Posted by Chuck Wagner on 09-28-2005 11:16 AM:

You Wish

Hi Richard,


if the pieces were made for a dowery there would have been no need to embroider a date on them becuase the family would have known for which wedding they were made and by whom

Not many husbands can get through married life without She Who Must Be Obeyed pointing at some dusty moth-eaten homemade handicraft that the husband is about to throw in the trash and having the year, month, day and time of its manufacture, weather on that day, and what was for dinner that evening, remembered at him at high volume. But when it comes to items passed down through the family, made by grandparents, great-grandparents, etc., such information is lost except for the inscriptions.

For that reason, I'm surprised that we don't see more inscriptions on Central Asian embroideries & weavings.

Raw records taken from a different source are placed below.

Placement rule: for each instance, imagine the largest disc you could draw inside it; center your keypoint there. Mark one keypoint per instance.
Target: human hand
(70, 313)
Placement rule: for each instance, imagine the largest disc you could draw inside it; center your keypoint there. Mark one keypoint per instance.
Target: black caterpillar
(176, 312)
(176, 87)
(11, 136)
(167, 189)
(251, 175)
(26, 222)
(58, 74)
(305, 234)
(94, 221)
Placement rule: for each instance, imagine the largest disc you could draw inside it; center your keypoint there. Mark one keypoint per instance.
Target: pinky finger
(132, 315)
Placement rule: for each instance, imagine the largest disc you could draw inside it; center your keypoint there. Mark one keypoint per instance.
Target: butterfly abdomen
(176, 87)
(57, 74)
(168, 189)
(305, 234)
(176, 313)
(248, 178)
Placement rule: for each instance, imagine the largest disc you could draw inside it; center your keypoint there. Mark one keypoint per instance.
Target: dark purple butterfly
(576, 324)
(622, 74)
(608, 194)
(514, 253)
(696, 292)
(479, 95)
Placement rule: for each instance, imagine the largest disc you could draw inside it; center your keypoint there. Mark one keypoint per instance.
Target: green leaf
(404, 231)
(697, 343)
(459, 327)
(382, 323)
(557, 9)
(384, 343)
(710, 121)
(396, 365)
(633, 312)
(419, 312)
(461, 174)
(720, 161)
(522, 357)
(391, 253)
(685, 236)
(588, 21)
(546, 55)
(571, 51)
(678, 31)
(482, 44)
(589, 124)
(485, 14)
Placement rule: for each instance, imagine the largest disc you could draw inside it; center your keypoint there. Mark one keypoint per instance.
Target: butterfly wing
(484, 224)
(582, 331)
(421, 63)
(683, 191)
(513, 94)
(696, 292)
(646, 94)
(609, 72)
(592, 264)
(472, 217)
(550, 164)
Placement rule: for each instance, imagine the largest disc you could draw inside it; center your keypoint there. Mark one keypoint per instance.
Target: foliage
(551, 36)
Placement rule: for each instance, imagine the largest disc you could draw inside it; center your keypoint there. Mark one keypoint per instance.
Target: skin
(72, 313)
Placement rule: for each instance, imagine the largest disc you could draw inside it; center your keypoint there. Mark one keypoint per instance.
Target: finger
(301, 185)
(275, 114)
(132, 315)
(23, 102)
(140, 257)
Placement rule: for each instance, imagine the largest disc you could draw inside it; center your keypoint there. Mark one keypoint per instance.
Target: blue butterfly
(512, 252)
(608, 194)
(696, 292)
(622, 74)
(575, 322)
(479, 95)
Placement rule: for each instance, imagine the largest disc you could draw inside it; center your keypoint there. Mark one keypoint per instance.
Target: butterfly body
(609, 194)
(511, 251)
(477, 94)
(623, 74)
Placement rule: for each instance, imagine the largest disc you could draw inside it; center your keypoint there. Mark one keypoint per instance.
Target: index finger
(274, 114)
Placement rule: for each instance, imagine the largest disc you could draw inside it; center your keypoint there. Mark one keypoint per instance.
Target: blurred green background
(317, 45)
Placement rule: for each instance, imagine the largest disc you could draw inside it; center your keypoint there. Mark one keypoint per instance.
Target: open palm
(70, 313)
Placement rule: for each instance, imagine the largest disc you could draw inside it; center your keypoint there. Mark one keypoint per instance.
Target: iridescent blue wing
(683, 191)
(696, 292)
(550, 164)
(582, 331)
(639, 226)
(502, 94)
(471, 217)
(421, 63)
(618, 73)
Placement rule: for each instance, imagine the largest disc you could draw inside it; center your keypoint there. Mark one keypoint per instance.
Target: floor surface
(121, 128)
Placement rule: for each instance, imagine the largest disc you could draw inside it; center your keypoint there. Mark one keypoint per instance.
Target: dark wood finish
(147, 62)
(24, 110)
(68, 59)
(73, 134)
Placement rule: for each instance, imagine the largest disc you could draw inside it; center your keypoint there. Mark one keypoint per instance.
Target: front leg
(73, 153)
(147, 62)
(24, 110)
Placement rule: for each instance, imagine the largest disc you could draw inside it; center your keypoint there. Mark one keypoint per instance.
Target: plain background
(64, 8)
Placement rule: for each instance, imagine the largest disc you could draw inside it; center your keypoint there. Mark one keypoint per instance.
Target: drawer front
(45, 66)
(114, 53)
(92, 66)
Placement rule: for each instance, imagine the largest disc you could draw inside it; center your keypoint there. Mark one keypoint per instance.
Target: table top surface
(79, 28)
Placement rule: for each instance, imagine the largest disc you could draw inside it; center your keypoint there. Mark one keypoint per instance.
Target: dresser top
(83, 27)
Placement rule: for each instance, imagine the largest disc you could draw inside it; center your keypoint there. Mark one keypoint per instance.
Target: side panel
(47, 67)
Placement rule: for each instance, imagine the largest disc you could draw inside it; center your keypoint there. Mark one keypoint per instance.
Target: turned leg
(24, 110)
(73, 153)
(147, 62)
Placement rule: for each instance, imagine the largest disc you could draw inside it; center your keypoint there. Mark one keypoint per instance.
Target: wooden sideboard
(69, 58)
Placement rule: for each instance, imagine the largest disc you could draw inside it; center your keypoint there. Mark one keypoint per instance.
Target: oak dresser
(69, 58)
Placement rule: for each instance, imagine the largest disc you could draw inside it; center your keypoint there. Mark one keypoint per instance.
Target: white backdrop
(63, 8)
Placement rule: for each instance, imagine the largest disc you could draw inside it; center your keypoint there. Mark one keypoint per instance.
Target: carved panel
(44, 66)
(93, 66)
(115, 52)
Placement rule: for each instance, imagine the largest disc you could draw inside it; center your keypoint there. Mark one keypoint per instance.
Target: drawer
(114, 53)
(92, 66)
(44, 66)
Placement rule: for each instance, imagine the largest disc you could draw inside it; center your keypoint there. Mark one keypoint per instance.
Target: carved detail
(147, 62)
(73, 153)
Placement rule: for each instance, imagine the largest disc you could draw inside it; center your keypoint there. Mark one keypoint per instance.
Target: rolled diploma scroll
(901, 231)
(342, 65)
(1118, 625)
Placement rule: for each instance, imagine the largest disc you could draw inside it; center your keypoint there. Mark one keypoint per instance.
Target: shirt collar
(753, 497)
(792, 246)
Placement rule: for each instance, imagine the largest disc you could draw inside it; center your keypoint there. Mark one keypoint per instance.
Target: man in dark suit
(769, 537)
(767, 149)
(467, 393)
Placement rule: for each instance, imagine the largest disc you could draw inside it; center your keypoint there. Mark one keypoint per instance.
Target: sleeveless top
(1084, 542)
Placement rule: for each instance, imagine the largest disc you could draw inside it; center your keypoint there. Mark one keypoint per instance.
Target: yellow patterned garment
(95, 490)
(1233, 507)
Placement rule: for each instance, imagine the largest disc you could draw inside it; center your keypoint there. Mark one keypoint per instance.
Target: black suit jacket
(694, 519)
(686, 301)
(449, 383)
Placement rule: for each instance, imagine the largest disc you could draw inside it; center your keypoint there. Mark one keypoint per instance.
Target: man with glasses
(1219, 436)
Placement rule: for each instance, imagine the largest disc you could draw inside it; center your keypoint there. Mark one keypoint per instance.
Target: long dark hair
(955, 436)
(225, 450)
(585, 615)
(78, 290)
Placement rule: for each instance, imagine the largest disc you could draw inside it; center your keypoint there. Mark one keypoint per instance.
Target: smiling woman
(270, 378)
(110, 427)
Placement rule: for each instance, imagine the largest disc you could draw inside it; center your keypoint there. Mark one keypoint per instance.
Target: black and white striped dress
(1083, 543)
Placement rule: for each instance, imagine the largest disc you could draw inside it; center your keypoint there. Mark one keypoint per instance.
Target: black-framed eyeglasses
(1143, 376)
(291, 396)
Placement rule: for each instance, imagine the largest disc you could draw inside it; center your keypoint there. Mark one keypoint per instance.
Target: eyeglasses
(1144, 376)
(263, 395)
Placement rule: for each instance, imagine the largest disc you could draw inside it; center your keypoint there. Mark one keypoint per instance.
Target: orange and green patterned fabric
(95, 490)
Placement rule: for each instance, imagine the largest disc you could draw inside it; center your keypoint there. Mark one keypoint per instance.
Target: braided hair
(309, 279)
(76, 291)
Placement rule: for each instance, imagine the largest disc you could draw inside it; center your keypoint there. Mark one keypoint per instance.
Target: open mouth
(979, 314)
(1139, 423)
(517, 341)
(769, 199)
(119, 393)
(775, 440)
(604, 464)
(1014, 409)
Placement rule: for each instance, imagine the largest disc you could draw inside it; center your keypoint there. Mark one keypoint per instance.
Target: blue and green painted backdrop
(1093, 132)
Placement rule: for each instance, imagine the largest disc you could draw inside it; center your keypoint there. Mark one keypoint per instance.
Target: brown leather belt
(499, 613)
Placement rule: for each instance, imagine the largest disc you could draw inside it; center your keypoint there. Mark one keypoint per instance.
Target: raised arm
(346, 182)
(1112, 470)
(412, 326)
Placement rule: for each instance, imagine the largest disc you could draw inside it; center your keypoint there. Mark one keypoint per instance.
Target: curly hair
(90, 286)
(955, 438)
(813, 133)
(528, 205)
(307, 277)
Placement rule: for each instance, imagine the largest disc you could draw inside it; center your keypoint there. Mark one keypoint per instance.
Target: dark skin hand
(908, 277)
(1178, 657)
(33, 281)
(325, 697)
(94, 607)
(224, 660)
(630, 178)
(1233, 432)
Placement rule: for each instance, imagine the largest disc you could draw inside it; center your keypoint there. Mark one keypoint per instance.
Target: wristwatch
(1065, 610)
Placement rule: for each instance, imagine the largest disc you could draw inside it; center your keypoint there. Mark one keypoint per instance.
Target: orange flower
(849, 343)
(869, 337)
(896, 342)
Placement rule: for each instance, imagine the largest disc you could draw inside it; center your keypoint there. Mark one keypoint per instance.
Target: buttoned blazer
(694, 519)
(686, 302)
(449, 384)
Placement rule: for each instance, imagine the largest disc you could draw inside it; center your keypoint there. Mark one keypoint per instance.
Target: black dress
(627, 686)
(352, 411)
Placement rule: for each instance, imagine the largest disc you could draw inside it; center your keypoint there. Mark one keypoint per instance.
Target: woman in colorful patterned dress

It makes me wonder if far more than we would care to admit may have been made for trading purposes.

By the way, there's still time for you to post a few more images of your embroideries within the salon...


Chuck Wagner

Posted by Richard_Farber on 09-28-2005 01:22 PM:

dear all

this is a piece of silk with a sewn on yellow fringe . . .? ?the colors are vibrant and image natural.

was the piece made as a scarf . . .? i dont know but it sure is functional as one now.

is it central asia or perhaps persian i dont know

any opinions


richard farber

as to mr wagners question about why there are not more date inscribed embroideries . . . i think this might have something to do about how the people of central asia viewed the question of antiques.? i am quite sure that there was not a western elevation of the importance of age to a functional or decorative object.